Enabling GPU-native analytics with Xarray and kvikIO

Tuesday, August 30th, 2022 (about 1 year ago)



TLDR#

We demonstrate registering an Xarray backend that reads data from a Zarr store directly to GPU memory as CuPy arrays using the new kvikIO library and GPU Direct Storage technology. This allows direct-to-GPU reads and GPU-native analytics on existing pipelines 🎉 😱 🤯 🥳.

Background#

What is GPU Direct Storage?#

Quoting this nVIDIA blogpost

Diagram showing standard path between GPU memory and CPU memory on the left, versus a direct data path between GPU memory and storage on the right

What is kvikIO?#

For Xarray, the key bit is that kvikIO exposes a a zarr store called GDSStore that does all the hard work for us. Since Xarray knows how to read Zarr stores, we can adapt it to create a new storage backend that uses kvikio. And thanks to recent work funded by the Chan Zuckerberg Initiative, creating and registering a new backend is quite easy!

Integrating with Xarray#

Getting all these pieces to work together requires using three in-progress pull requests that

  1. Teach Zarr to handle alternative array classes
  2. Rewrite a small bit of Xarray to not cast all data to a numpy array after read from disk
  3. Make a backend that connects Xarray to kvikIO

Writing the backend for Xarray was relatively easy with most of the code copied over or inherited from the existing Zarr backend. We did have to ensure that dimension coordinates (for example, a time dimension with timestamps for a timeseries dataset) could be read in directly to host memory (RAM) without raising an error (by default kvikIO loads all data to device memory). This is required because Xarrays creates pandas.Index objects for such variables. In the future, we could consider using cudf.Index instead to allow a fully GPU-backed Xarray object.

Usage#

Assuming you have all the pieces together (see Appendix I and Appendix II for step-by-step instructions), then using all this cool technology only requires adding engine="kvikio" to your open_dataset line (!)

1import xarray as xr
2
3ds = xr.open_dataset("file.zarr", engine="kvikio", consolidated=False)
4

Notice that importing cupy_xarray was not needed. cupy_xarray uses entrypoints to register the kvikIO backend with Xarray.

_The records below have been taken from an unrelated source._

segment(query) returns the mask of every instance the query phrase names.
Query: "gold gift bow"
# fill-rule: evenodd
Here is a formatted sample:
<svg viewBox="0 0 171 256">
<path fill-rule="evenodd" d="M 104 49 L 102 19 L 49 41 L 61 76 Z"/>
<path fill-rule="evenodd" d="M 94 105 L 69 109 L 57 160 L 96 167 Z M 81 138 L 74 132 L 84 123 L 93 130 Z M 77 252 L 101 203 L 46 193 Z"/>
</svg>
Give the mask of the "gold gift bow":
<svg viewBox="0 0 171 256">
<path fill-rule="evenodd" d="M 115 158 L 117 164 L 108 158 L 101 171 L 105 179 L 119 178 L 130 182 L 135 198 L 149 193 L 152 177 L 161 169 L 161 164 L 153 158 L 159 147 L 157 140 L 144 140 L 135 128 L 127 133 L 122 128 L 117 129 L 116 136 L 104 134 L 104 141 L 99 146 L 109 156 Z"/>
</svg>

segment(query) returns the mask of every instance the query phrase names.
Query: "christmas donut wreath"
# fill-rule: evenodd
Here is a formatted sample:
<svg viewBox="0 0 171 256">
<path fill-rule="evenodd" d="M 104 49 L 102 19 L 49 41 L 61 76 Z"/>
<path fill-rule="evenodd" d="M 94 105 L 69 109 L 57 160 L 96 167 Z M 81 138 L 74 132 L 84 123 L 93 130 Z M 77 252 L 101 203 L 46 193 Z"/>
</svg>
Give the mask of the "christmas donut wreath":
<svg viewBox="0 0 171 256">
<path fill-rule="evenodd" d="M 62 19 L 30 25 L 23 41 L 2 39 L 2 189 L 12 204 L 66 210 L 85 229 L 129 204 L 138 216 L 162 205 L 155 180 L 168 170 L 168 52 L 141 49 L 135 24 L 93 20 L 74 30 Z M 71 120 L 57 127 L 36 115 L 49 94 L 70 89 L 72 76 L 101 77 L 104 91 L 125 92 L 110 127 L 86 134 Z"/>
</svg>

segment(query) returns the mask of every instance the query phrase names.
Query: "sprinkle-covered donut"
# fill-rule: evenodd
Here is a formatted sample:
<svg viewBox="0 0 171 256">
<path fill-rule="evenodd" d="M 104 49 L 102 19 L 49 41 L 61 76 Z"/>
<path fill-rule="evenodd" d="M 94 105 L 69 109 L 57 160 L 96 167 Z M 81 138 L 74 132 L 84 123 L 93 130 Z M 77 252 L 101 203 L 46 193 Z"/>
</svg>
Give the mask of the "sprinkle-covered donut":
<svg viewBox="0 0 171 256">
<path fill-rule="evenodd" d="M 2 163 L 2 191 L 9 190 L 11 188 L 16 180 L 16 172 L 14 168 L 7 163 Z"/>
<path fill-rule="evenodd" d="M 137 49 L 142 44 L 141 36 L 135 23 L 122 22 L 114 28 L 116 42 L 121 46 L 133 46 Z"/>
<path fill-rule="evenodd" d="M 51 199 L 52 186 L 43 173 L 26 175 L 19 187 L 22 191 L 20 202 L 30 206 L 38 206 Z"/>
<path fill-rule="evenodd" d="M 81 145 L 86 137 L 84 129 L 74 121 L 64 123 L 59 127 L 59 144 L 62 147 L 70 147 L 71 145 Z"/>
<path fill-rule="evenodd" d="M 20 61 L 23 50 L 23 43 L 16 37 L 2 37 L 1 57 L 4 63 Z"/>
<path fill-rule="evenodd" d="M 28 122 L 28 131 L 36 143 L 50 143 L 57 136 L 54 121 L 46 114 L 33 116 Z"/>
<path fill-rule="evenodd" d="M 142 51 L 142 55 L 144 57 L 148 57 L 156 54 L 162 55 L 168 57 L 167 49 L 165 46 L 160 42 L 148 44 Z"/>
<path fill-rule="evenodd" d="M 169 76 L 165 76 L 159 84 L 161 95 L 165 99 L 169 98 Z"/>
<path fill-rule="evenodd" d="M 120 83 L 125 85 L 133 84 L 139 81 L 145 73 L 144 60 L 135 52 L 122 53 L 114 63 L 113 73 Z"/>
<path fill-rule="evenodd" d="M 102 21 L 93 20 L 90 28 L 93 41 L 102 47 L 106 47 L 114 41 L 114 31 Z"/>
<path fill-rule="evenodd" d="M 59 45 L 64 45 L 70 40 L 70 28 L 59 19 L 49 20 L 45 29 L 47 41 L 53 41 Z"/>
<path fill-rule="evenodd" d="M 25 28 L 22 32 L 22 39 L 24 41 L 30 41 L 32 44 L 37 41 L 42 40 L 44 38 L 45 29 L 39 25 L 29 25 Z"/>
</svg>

With this ds.load() will load directly to GPU memory and ds will now contain CuPy arrays. At present there are a few limitations:

  1. Zarr stores cannot be read with consolidated metadata, and
  2. compression is unsupported by the kvikIO backend.

Quick demo#

First create an example uncompressed dataset to read from

1import xarray as xr
2
3store = "./air-temperature.zarr"
4
5airt = xr.tutorial.open_dataset("air_temperature", engine="netcdf4")
6
7for var in airt.variables:
8    airt[var].encoding["compressor"] = None
9airt.to_zarr(store, mode="w", consolidated=True)
10

Now read

1# consolidated must be False
2ds = xr.open_dataset(store, engine="kvikio", consolidated=False)
3ds.air
4
1<xarray.DataArray 'air' (time: 2920, lat: 25, lon: 53)>
2[3869000 values with dtype=float32]
3Coordinates:
4  * lat      (lat) float32 75.0 72.5 70.0 67.5 65.0 ... 25.0 22.5 20.0 17.5 15.0
5  * lon      (lon) float32 200.0 202.5 205.0 207.5 ... 322.5 325.0 327.5 330.0
6  * time     (time) datetime64[ns] 2013-01-01 ... 2014-12-31T18:00:00
7Attributes:
8    GRIB_id:       11
9    GRIB_name:     TMP
10    actual_range:  [185.16000366210938, 322.1000061035156]
11    dataset:       NMC Reanalysis
12    level_desc:    Surface
13    long_name:     4xDaily Air temperature at sigma level 995
14    parent_stat:   Other
15    precision:     2
16    statistic:     Individual Obs
17    units:         degK
18    var_desc:      Air temperature
19

Note that we get Xarray's lazy backend arrays by default, and that dimension coordinate variables lat, lon, time were read. At this point this looks identical to what we get with a standard xr.open_dataset(store, engine="zarr") command.

Now load a small subset

1type(ds["air"].isel(time=0, lat=10).load().data)
2
cupy._core.core.ndarray

Success! 🎉 😱 🤯 🥳

Xarray integrates decently well with CuPy arrays so you should be able to test out existing analysis pipelines pretty easily.

Cool demo#

See above! 😆 We don't have a more extensive analysis demo yet but are looking to develop one very soon! The limiting step here is access to capable hardware.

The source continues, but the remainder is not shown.